Helping a dean to resolve his dilemma.

1.Reading the Dataset

setwd("C:/Users/CJ With HP/Desktop/IIM Lucknow/Datasets")
dean.df <- read.csv(paste("Data - Deans Dilemma.csv",sep=""))

2.Median salary of all the students in the data sample

median(dean.df$Salary)
## [1] 240000

3.Percentage of students who were placed, correct to 2 decimal places

mytable <- with(dean.df,table(Placement))
format(round(prop.table(mytable)*100,2),nsmall=2)
## Placement
## Not Placed     Placed 
##    "20.20"    "79.80"

4.Create a dataframe called placed, that contains a subset of only those students who were successfully placed

placed.df <- dean.df[which(dean.df$Placement=="Placed"),]

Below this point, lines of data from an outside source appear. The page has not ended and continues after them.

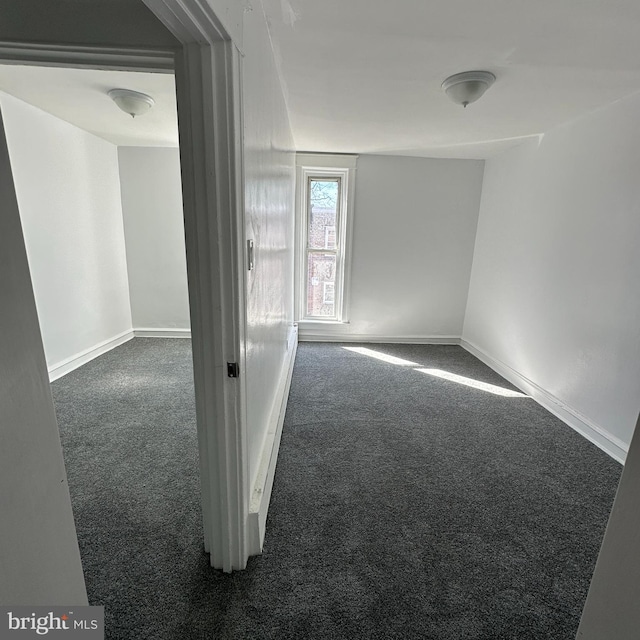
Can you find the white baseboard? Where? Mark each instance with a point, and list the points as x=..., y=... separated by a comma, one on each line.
x=609, y=443
x=261, y=494
x=68, y=365
x=313, y=335
x=162, y=333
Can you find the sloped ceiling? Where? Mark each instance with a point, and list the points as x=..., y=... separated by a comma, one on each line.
x=364, y=75
x=79, y=96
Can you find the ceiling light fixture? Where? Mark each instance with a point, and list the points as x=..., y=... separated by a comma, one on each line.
x=465, y=88
x=132, y=102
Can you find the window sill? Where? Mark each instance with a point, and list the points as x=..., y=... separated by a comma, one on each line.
x=321, y=323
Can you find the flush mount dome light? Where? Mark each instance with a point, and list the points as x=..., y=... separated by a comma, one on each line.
x=132, y=102
x=465, y=88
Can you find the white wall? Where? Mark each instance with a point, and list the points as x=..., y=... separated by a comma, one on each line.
x=154, y=232
x=554, y=289
x=413, y=235
x=39, y=556
x=269, y=202
x=69, y=197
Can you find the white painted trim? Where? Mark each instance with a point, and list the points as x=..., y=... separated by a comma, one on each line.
x=596, y=434
x=330, y=166
x=208, y=77
x=161, y=333
x=70, y=364
x=320, y=335
x=90, y=57
x=261, y=494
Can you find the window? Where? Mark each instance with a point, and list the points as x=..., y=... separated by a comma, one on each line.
x=324, y=204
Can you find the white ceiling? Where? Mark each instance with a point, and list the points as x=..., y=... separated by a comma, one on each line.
x=364, y=75
x=79, y=96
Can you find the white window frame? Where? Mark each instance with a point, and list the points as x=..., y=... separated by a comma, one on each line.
x=311, y=166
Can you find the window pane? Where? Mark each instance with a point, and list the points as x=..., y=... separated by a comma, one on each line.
x=321, y=278
x=323, y=213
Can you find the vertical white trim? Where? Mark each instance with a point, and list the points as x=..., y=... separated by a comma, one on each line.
x=331, y=166
x=75, y=361
x=208, y=90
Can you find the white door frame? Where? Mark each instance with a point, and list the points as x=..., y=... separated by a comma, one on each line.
x=208, y=85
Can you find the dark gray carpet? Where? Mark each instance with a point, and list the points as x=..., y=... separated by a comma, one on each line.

5.Median salary of students who were placed

median(placed.df$Salary)
## [1] 260000

6.Mean salary of males and females, who were placed

aggregate(placed.df$Salary,by=list(Gend = placed.df$Gender),mean)
##   Gend        x
## 1    F 253068.0
## 2    M 284241.9

7.Histogram showing a breakup of the MBA performance of the students who were placed

library(lattice)
hist(placed.df$Percent_MBA,main="MBA Performance of placed students",xlab = "Percent_MBA",ylab="Count",xlim=c(50,80))

8.Create a dataframe called notplaced, that contains a subset of only those students who were NOT placed after their MBA

notplaced.df <- dean.df[which(dean.df$Placement=="Not Placed"),]

9.Histograms side-by-side, visually comparing the MBA performance of Placed and Not Placed students

par(mfrow=c(1,2))
hist(placed.df$Percent_MBA,main="MBA Performance of\nplaced students",xlab = "Percent_MBA",ylab="Count",xlim=c(50,80),breaks=3)

hist(notplaced.df$Percent_MBA,main="MBA Performance of\nnot placed students",xlab = "Percent_MBA",ylab="Count",xlim=c(50,80),breaks=3)

10. Two boxplots, one below the other, comparing the distribution of salaries of males and females who were placed

par(mfrow=c(1,1))
boxplot(Salary ~ Gender,data=placed.df,horizontal = TRUE,xlab = "Salary",ylab="Gender")

11.Create a dataframe called placedET, representing students who were placed after the MBA and who also gave some MBA entrance test before admission into the MBA program.

placedET.df <- dean.df[which(dean.df$Placement=="Placed" & dean.df$Entrance_Test!="None"),]

12.Scatter Plot Matrix for 3 variables – {Salary, Percent_MBA, Percentile_ET} using the dataframe placedET

library(car)
scatterplotMatrix(formula=~Salary+Percent_MBA+Percentile_ET,cex=0.5,data=placedET.df,diagonal="density")